Shannon Zouzoulas and Megan Haller were among those wondering if they would be asked to leave their livelihood in order to ensure their personal safety.

They worried that the Sawmill Fire may cost them their business, Arizona Hops and Vines.

The fire broke out Sunday, April 23, and Zouzoulas recalled seeing it that first night.

“I was coming back from a festival in Elgin. I was coming to our winery and I could see the smoke shooting up," she said.

Her view was obstructed by the mountains, so she called someone she knew had a clearer view.

“My sister lives over by Green Valley. So I called her and I said: ‘Is that fire by you? Is it in the Santa Ritas? It looks big.’ And she said, ‘Yeah, it’s in the Santa Ritas.”

On Sunday night, a mountain range and a two-lane highway stood between the wildfire and Arizona Hops and Vines.

By Tuesday morning, the fire had crossed both barriers and was close enough that they could see the flames at night.

While the sisters were concerned for the business, it was not their biggest worry.

Sheep and goats VIEW LARGER The animals that make up Arizona Hops and Vines petting zoo were a big reason the owners stayed during the fire.
Zac Ziegler

The winery has a petting zoo that includes sheep, a pig, goats and a few varieties of birds.
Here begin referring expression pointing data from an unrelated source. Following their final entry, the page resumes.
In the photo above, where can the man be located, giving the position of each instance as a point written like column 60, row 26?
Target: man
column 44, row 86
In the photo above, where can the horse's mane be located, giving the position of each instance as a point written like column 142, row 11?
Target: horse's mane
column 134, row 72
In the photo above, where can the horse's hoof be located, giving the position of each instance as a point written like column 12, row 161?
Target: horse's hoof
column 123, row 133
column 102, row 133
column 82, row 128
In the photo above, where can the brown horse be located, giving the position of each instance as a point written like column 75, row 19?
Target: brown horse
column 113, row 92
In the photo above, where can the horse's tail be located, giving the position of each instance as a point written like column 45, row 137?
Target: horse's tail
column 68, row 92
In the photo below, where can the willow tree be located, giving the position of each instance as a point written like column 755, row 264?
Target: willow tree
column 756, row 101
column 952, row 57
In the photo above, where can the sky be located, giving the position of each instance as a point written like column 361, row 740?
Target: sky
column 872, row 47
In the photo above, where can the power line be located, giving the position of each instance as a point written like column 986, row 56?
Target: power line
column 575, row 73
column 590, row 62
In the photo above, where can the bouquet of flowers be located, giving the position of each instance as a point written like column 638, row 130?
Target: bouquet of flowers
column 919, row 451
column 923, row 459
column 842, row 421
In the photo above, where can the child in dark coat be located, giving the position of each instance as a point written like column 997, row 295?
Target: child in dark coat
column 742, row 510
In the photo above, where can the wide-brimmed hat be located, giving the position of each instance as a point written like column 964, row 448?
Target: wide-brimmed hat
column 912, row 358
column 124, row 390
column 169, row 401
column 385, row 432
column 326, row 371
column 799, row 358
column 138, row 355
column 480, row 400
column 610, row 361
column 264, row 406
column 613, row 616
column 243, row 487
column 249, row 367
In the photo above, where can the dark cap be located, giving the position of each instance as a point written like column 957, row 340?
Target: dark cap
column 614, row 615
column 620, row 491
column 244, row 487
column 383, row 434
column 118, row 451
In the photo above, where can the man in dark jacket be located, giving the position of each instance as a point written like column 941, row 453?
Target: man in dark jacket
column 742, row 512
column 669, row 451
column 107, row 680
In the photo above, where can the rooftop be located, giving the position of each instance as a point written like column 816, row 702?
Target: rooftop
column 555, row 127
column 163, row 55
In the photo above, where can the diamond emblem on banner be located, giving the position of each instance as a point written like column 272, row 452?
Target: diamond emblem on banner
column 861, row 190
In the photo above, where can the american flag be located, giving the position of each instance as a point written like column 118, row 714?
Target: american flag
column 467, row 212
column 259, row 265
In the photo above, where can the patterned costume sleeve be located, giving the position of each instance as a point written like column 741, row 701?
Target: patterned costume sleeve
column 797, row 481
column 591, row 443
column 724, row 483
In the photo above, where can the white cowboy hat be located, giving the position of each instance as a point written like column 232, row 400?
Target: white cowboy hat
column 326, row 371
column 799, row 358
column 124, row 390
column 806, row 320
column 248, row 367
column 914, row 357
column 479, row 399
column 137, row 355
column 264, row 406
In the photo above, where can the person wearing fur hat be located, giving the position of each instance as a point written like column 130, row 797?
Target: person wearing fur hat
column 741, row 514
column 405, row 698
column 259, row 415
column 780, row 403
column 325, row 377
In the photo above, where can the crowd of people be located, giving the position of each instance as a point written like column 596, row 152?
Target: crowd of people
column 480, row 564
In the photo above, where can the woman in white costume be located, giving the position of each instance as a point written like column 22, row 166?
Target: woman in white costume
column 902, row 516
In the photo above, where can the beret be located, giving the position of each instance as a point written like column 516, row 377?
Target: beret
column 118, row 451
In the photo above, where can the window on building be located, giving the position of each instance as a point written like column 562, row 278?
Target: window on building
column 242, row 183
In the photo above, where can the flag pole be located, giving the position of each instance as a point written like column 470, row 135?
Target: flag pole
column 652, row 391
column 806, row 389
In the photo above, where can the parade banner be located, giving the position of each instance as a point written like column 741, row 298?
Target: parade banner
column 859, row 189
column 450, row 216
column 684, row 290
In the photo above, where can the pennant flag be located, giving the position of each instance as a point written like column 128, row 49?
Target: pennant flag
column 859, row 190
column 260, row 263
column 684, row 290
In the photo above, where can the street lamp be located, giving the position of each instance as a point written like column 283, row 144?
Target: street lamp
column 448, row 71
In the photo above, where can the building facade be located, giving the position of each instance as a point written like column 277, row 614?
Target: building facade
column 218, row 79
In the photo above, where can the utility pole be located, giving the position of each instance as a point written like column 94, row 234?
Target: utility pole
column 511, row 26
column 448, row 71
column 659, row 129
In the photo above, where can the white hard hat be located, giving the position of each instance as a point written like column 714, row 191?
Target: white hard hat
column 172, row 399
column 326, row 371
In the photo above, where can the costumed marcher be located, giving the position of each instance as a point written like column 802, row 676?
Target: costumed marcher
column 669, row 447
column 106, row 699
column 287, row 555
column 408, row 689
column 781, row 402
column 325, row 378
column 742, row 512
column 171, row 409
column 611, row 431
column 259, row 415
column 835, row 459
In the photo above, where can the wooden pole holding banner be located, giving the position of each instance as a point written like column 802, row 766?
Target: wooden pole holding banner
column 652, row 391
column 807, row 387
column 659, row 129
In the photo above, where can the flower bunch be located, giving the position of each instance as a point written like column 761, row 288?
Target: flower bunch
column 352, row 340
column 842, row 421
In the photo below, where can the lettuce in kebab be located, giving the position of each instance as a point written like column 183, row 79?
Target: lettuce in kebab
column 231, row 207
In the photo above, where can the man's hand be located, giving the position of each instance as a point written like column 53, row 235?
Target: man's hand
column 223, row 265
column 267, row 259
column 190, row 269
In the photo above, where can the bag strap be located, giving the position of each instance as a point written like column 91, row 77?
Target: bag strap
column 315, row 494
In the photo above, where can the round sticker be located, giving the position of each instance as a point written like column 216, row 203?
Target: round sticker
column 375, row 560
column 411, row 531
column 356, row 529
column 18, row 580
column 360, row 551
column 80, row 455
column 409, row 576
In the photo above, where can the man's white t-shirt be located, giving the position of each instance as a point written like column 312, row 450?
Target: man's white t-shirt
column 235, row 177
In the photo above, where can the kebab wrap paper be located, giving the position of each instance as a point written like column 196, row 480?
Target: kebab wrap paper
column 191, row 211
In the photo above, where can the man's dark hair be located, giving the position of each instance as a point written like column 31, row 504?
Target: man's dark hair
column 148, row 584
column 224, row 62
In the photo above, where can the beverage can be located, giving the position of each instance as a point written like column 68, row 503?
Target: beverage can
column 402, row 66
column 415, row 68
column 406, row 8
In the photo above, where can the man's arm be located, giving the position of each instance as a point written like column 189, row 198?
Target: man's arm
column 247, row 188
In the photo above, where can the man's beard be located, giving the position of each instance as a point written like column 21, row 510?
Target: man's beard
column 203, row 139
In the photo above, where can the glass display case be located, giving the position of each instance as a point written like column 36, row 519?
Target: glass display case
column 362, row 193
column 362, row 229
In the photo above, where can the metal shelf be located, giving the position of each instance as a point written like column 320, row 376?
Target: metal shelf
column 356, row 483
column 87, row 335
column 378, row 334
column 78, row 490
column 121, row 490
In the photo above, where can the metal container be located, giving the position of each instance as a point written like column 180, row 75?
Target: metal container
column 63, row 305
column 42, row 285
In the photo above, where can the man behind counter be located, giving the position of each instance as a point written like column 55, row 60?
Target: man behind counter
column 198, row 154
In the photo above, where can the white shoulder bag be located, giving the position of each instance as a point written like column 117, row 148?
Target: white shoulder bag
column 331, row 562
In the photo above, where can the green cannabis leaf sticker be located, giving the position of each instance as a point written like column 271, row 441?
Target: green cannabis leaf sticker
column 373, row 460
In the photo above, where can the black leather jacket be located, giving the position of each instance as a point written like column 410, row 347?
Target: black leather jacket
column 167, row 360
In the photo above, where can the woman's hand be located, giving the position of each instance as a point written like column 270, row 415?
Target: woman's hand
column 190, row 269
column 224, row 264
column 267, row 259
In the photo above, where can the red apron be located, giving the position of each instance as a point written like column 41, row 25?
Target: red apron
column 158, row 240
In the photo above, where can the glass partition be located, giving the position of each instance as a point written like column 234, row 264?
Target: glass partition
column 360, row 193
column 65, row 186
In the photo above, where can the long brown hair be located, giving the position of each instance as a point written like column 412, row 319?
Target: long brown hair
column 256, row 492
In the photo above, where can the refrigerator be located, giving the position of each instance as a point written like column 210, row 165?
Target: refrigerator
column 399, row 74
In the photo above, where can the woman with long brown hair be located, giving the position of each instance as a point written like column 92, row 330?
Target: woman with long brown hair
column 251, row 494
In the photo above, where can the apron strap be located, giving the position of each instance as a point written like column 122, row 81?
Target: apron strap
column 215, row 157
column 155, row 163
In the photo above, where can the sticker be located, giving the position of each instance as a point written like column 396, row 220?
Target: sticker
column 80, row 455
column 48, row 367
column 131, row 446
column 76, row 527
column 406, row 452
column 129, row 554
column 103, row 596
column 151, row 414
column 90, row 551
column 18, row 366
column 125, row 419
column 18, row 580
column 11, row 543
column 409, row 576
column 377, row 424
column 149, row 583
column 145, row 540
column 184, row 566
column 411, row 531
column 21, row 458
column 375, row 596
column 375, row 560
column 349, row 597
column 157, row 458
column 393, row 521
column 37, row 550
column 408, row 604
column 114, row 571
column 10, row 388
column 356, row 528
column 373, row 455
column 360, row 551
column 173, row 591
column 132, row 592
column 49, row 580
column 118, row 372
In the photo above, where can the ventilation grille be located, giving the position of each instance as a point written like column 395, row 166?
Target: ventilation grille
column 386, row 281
The safety of those furry and feathered friends was foremost in their mind.

“We did come close to evacuat[ing] them on Tuesday, when firefighters said it was coming closer to us,” said Haller.

Unsure what to do, Zouzoulas called fire crews and asked if she should stay at the winery or head to her home east of Tucson.

“‘Should we stay the night? We’re in Vail,’" she said. "‘Are we going to get evacuated? What should we do?’ And they were like, ‘You need to stay.’ And we thought, that’s scary because they’re so calm about everything.”

They spent the night in the winery. They calmed their nerves by taking up the task of quality control.

“Mainly drinking wine and watching the flames,” Zouzoulas said.

At one point, determined to get a better view of the flames that they thought were just on the other side of a hill, Haller climbed onto the winery's roof.

“Turned out not to be a great idea," she said, laughing. "Slid down and ripped my pants.”

The fire brought back memories from when the winery was in its infancy. Six years ago, a brush fire started behind the sisters' property. It burned 10 rows of grape vines.

Winery grounds The back rows of grapes in the rear field caught fire six years ago during a brushfire.
Zac Ziegler

“It was traumatic," said Haller. "It was right after we planted our vines, and the irrigation melted on the ground. Thankfully, the vines came back. We were really, really lucky. The fire department was amazing, and people in the town were bringing their water trucks.”

The winery owners learned the importance of a fire break that day, a lesson they take to heart today. The local fire department recently paid their property a visit to help them mow the grass around the edge of their 10 acres.

Last week's events taught Zouzoulas another message. She now understands the people she has seen on television refusing to evacuate in the face of a natural disaster.

“The very first night when we posted [on Facebook] the flames right over the ridge there, people like my friends in Germany were texting and saying: ‘Just leave. Who cares?’" she said. "But it’s such a different sense.”

She said she was ready to evacuate, and she would leave if asked in order to ensure no one's life is put in danger to save her.

“But there’s this sense of personal loss," said Zouzoulas. "You don’t want to let go, and if you stay here everything will be okay. But if you leave something will go wrong.”

Now that Arizona Hops and Vines is no longer in danger from the Sawmill Fire, the sisters said their worries have turned to when customers will return to the winery.

After all, they said, spring tends to be their busy season.